Spaghetti Squash with mushrooms

With every love, there is squalor.  With every joy, there is pain.

Thats just how it is.  Thats the nature of the world we live in.

One of my recent favorite books called The Awakened Heart, by Gerald May, says it well, “In both joy and pain, love is boundless.”

How true is that?  The more love we are exposed to, the greater the possibility of pain that comes with it.  We open ourselves up to love.  Make our hearts vulnerable to another person.  We entrust ourselves in someone else, trusting that they will hold our hearts in their hands like a delicate feather while hurricane winds are blowing through life.

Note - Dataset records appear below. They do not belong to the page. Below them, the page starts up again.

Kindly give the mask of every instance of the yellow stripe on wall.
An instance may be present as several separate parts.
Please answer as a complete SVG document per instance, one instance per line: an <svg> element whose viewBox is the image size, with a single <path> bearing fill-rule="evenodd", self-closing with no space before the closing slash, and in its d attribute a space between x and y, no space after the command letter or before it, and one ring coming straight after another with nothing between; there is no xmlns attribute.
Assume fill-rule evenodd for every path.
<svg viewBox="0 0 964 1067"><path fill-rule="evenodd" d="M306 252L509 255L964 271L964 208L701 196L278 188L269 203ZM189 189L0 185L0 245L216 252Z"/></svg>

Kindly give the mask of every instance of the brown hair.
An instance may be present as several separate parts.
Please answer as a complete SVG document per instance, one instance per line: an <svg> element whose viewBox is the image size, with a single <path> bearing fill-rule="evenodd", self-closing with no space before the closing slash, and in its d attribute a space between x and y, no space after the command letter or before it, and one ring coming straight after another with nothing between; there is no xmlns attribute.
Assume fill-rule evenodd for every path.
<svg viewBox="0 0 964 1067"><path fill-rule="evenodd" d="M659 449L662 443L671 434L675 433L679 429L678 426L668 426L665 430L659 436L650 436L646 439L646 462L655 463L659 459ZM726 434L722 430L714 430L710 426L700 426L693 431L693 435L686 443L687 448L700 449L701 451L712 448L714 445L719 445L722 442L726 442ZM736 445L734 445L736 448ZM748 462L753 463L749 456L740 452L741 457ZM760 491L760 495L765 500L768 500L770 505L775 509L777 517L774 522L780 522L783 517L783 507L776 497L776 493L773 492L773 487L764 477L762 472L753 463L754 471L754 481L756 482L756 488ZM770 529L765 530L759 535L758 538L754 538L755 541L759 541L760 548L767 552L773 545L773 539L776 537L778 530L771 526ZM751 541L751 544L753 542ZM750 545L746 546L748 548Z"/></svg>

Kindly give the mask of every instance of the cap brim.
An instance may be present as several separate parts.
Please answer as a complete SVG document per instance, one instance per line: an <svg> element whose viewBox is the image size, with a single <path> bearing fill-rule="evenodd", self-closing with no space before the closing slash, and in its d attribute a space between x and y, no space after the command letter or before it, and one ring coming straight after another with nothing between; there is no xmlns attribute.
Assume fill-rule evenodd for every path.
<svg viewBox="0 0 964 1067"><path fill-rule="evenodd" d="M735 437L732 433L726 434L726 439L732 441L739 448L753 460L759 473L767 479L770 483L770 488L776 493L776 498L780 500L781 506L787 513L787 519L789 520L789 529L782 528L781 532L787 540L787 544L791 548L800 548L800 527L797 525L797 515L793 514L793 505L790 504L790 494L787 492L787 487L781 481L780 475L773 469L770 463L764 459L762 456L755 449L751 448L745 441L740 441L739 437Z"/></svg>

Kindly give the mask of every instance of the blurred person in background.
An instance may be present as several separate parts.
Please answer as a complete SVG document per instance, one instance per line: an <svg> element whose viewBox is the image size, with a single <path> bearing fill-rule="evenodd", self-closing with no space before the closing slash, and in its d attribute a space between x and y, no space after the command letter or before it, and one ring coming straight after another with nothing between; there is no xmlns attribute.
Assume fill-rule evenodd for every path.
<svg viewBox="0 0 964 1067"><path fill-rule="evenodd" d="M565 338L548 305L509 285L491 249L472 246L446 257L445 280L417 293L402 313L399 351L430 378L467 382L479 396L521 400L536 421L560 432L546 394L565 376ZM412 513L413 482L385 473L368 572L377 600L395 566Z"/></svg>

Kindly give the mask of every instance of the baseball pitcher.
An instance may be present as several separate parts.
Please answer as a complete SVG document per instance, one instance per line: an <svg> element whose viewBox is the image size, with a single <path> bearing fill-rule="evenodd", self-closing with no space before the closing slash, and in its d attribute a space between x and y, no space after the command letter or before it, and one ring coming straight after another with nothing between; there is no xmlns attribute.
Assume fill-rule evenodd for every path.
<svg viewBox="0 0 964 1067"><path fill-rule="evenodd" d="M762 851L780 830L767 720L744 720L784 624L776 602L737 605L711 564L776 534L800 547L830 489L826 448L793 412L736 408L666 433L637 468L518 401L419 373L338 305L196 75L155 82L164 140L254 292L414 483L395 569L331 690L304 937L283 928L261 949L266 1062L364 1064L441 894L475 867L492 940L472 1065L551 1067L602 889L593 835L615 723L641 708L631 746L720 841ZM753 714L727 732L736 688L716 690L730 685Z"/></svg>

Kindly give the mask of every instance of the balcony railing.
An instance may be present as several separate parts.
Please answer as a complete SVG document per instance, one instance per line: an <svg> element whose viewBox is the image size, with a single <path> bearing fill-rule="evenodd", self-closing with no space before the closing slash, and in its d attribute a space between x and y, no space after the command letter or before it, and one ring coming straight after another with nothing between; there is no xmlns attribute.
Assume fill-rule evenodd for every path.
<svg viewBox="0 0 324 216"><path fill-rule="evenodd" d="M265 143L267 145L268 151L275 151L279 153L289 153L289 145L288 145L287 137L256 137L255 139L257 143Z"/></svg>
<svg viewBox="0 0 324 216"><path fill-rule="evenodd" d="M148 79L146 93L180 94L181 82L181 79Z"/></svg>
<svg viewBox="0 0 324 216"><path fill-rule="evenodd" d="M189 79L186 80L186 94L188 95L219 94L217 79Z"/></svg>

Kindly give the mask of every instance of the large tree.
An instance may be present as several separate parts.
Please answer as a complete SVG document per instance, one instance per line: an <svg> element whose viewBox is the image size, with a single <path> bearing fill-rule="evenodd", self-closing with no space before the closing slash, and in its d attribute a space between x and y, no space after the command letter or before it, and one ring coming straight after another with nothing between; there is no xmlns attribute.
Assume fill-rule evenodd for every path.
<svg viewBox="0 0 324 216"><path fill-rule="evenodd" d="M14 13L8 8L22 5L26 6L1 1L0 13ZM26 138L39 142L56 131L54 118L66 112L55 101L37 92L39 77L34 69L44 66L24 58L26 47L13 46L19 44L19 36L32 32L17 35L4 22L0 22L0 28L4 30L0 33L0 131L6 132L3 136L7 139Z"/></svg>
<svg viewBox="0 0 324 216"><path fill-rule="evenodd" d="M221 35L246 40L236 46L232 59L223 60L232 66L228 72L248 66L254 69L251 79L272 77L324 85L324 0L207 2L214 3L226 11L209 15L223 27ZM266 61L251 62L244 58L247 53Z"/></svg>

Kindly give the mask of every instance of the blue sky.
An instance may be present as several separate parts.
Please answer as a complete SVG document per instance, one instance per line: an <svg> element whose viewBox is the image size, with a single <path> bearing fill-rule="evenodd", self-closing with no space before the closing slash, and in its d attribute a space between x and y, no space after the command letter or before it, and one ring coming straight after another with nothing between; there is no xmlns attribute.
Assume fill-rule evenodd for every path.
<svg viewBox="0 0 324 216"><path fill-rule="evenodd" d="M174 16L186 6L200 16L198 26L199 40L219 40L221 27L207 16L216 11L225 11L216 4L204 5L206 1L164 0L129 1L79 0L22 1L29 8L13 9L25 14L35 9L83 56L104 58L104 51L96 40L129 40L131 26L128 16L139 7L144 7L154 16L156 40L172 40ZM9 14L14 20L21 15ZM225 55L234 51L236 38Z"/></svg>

And yet, it is inevitable that our hearts will be let go of at some point.  Or that we will let go of someone else’s heart.  We will endure the pain of love just as much as we inflict it on someone else.

Are we all just crazy?  Why would we want this?  Why would we risk so much for the sake of this thing called love?

“To love is to care, to care is to give ourselves, and giving ourselves means being willing to be hurt.  More than the surprises of love, I think it is our vulnerability to love, the impossibility of controlling it or securing ourselves within it, that causes us to speak of “falling” in love.  In love we fall from pride, from our sense of mastery and separateness, from whatever towers of false safety we have constructed for ourselves.  We fall into wonder and wakefulness, joy and agony.”

In love I feel out of control a lot of times.  And honestly, that scares me.  I like to be in control.  I like to have those towers of safety, no matter how false they are.  But they cannot last in love.  Not if love is going to last.

Because when I keep those towers up I push love out.  I push out the very best thing that could come into my life.  In the process of protecting myself from the pain I prohibit myself from the joy.  They aren’t mutually exclusive.  In so many ways they are bound together.

As the holiday season approaches (literally just around the corner) we’ll be reunited with family and friends.  We’ll be showered with lots of love, and no doubt have to deal with some old pains in one way or another.  I encourage you to embrace this, as I will too.  Opening ourselves up to love.  Embracing the lessons it has to offer and enjoying the warm fuzzies it gives us inside.

Also, this spaghetti squash with mushrooms is really tasty.

Roasted spaghetti squash.  Shiitake and chanterelle mushrooms.  Onions and garlic.  Basil and parmigiano reggiano.  All mixed together in one bowl of goodness.

Ready. Set. Go!

It’ll be done in like an hour.  Plus!  Its really good for you, which I looooove.

Spaghetti Squash with Mushrooms

Slightly adapted from Shutterbean


  • 1 medium spaghetti squash, halved
  • 4 tablespoons extra virgin olive oil
  • 1 container shiitake mushrooms
  • 1 package dehydrated chanterelle mushrooms
  • 2 cloves of garlic
  • 1/2 medium onion
  • 1/4 cup chopped basil (about 8-10 leaves)
  • 1/2 cup parmigiano reggiano, freshly grated
  • red pepper flakes
  • Salt and pepper


  1. Preheat oven to 400 degrees.
  2. Rub 1 tablespoon of olive oil on spaghetti squash, then sprinkle with salt and pepper.  Roast squash for 20 minutes, cut side up.
  3. Fill small bowl with warm water and add dehydrated chanterelles.  Let sit for 20 minutes.
  4. Turn squash over and continue roasting for 20 more minutes.
  5. Drain chanterelle mushrooms and set aside.
  6. Heat saute pan on medium with 2 tablespoons of olive oil.  Add onion and saute for about 3-4 minutes.  Add garlic and saute for another 2 minutes.
  7. Add mushrooms and saute for about 5-6 minutes.
  8. Add a pinch of pepper flakes, salt and pepper.  Reduce heat to low.
  9. Remove squash from over and let cool for about 5 minutes.  Shred meat of squash with a fork and put into pan with mushrooms.
  10. Add parmigiano and basil and stir together until combined.
  11. Add salt and pepper as desired.